Dua penari lelaki bergerak di atas jembatan rangka dari besi. Tubuhnya terlilit kain merah marun. Di bawahnya tujuh penari berkerumun berkostum serba putih. Setiap penari berdiri di atas wajan. Mereka menggerakkan kedua kakinya di atas wajan itu. Suara debur ombak terdengar riuh.

Koreografer Fitri Setyaningsih kembali mempresentasikan work in progress berjudul Mega Mendung yang bertempat di Teater Arena Taman Budaya Surakarta pada 5 November. Menurut catatan produser Helly Minarti, Mega Mendung terinspirasi oleh motif batik mega mendung yang menjadi ciri khas Kota Cirebon. Fitri menelusuri sejarah dan makna di balik motif itu, menghubungkan mitologi lokal, tuturan sejarah, dan narasi-narasi historis yang melingkupinya. Berbekal penelusuran di Cirebon, Rembang, dan Lasem, Fitri merajut dan mentransformasi imaji-imaji visual serta lanskap alam ke dalam bahasa koreografinya.

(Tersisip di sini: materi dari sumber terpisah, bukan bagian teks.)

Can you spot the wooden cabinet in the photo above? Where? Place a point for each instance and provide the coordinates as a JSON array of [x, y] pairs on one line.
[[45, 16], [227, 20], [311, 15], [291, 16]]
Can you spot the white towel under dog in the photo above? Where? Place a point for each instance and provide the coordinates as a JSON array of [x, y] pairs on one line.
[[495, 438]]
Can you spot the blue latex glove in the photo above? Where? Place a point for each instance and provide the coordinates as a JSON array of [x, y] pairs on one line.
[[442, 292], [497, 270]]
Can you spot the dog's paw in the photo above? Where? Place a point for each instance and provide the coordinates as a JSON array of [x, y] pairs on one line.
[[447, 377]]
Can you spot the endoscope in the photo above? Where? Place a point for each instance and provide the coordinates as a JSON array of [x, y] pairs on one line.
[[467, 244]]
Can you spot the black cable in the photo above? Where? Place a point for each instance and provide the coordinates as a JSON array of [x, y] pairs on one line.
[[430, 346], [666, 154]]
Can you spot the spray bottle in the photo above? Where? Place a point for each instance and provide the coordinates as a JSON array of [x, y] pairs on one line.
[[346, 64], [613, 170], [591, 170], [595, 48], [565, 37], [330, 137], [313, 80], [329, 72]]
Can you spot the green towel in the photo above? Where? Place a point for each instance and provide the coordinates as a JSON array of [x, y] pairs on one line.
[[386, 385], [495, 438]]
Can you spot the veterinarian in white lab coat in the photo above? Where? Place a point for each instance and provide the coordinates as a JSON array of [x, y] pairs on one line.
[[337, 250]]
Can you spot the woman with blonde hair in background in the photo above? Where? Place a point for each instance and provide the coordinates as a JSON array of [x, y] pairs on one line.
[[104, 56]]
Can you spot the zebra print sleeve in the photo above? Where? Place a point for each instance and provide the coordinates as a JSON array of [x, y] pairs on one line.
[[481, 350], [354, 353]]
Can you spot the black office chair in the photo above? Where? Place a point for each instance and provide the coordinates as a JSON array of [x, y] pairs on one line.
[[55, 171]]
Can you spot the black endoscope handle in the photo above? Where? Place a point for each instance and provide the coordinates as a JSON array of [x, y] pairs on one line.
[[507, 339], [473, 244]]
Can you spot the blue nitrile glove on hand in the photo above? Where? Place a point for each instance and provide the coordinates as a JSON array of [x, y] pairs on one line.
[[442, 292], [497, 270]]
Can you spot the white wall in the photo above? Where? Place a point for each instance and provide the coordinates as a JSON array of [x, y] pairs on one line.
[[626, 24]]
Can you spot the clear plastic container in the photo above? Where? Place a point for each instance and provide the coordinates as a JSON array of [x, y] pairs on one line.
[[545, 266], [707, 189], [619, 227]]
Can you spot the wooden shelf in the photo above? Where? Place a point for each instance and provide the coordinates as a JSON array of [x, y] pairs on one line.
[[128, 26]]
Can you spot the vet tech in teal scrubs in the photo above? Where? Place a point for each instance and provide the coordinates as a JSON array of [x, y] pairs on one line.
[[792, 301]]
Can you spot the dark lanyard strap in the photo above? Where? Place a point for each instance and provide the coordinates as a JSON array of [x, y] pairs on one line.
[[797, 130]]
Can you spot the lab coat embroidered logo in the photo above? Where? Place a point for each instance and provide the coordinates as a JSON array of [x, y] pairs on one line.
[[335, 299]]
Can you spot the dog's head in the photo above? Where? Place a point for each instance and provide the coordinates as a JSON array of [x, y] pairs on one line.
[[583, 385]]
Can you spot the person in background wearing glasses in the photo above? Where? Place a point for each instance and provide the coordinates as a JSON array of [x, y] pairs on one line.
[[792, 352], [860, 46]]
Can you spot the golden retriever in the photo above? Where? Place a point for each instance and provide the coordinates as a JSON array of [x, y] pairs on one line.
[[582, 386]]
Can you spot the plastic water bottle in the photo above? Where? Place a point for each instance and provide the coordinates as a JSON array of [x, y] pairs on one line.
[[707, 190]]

Sejarah motif mega mendung selalu mengarah pada sejarah kedatangan bangsa Tiongkok ke wilayah Cirebon. Sunan Gunung Jati yang menyebarkan agama Islam di wilayah Cirebon pada abad ke-16 menikahi Ratu Ong Tien dari Tiongkok. Beberapa benda seni yang dibawa dari Tiongkok berupa keramik, piring, dan kain berhias bentuk awan. Pernikahan Sunan Gunung Jati dengan Ratu Ong Tien menjadi pintu gerbang masuknya budaya dan tradisi Tiongkok ke Keraton Cirebon. Para pembatik keraton lalu menuangkan budaya dan tradisi Tiongkok ke dalam motif batik yang mereka buat, tetapi dengan sentuhan khas Cirebon. Jadi, ada perbedaan antara motif mega mendung dari Tiongkok dan yang asli Cirebon. Misalnya, pada motif mega mendung Tiongkok, garis awan berupa bulatan atau lingkaran, sedangkan yang dari Cirebon berbentuk garis awan cenderung lonjong, lancip, dan segitiga.

Dalam karyanya, Fitri berusaha menangkap roh dan menginterpretasi ulang penciptaan mega mendung. Karena itu, kita menyaksikan rangka jembatan seperti di pelabuhan, suara debur ombak, sorot lampu berwarna biru yang menguatkan nuansa laut, dan asap yang membuat kabut. Fitri masih setia dalam mencari bentuk "tubuh" tari yang baru, gerakan tari yang berangkat dari gerakan kehidupan sehari-hari seperti berjalan, menggeleng, berjongkok yang menjadi gerakan khas Fitri. Begitu pula properti pendukung, benda-benda yang dekat dengan lingkungan keseharian kita seperti wajan, sumbu kompor, dan beras merah.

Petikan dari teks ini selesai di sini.